Dei grandi classici mi piace come si evolvono, mi piace sentirli cambiare insieme alla mia vita. I Kinks che ascoltavo a ventitré anni non sono gli stessi di oggi. Il disco ha avuto una lunga gestazione, durata praticamente tre anni; un periodo in cui ho ascoltato tanti classici: Isaac Hayes, Geroge Harrison e i Beach Boys. Tengo comunque sempre una certa attenzione rivolta a quello che c’è di nuovo in giro; penso a MorMor, un cantautore canadese, o a Steve Lacy, al suo approccio casalingo e a come “rigurgita” Prince.
Se mi devo fare influenzare da una canzone hip hop mi faccio influenzare e quindi magari viene fuori una cosa con quel sapore o magari con un sapore western perché sto ascoltando Morricone. La sfida è far suonare omogenee canzoni che provengono da mondi diversi. La mia sfida è quella di non perdere la libertà nelle cose.
Sei stato in tour all’estero come chitarrista di Calcutta e con i Chewingum hai suonato anche a New York: hai mai pensato di fare le valigie o di cantare in inglese?
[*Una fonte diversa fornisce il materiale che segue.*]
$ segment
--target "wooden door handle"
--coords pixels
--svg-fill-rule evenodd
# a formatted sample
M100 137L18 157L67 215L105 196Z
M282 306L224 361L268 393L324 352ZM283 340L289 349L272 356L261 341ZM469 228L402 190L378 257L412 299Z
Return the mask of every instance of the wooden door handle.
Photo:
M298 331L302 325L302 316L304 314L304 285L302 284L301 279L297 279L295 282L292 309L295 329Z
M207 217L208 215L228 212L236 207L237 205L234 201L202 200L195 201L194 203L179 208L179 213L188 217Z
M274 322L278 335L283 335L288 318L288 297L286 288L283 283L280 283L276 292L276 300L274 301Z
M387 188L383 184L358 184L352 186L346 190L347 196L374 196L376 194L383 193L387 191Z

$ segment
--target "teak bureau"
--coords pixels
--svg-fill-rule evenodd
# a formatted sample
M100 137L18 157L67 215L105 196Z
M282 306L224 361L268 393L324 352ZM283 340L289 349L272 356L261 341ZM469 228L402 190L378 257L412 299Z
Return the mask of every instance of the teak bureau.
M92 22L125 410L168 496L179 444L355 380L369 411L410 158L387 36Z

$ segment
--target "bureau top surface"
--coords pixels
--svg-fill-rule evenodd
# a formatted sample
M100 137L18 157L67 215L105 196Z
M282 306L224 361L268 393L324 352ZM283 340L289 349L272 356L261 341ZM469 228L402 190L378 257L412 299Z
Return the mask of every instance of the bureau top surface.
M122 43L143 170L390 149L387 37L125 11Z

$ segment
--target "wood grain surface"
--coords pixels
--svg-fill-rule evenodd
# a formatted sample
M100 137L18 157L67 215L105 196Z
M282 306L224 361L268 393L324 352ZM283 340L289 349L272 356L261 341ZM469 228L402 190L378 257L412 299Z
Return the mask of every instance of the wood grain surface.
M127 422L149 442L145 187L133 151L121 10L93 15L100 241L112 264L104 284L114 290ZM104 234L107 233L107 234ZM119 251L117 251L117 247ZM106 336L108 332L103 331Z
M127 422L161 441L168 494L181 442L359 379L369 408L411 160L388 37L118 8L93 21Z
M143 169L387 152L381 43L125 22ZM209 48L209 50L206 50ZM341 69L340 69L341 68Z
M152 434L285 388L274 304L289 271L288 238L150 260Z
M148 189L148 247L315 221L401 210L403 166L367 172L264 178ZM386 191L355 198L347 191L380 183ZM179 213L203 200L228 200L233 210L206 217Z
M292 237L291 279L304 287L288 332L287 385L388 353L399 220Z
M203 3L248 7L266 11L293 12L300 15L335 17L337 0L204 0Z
No, mai. Non ho fatto nemmeno l’Erasmus. Ho sempre voluto restare dove mi è capitato di essere cercando di approfondire, di analizzare quello che succede dentro di me; anche se (ridendo, ndr) forse “a furia di scavare dentro me stesso non c’è più niente”, come cantavano i Cani. Ho scelto di rimanere nel luogo in cui posso esprimermi nel modo migliore. Anche se, suonando all’estero, ho imparato tanto, soprattutto a catturare l’attenzione di chi non conosce la lingua, di chi non è interessato: solamente quando stai cantando con tutto te stesso, dando il tuo cuore, arrivi veramente alle persone.
Il rapporto con Letizia (la cantautrice Maria Antonietta) non si limiti agli aspetti professionali: è difficile “coniugare” (perdonami il gioco di parole) entrambi i lati di questa relazione?
Il fatto di fare lo stesso “mestiere”, quello di scrivere canzoni, ci permette di raggiungere dei livelli di comprensione e intimità molto alti. Come tutti i rapporti che raggiungono determinate altezze o, se vogliamo, profondità ha le sue difficoltà. Ci vuole molta fiducia e bisogna essere pronti a mettersi a nudo a livello artistico con la persona ai cui occhi vorresti sempre mostrare il tuo lato migliore. E a volte può capitare di andare a toccare nervi scoperti o ferite ancora aperte. È anche necessario riuscire a scindere il rapporto lavorativo, artistico, da quello quotidiano; non è facile perché entrambi abbiamo la tendenza ad andare altrove con la mente.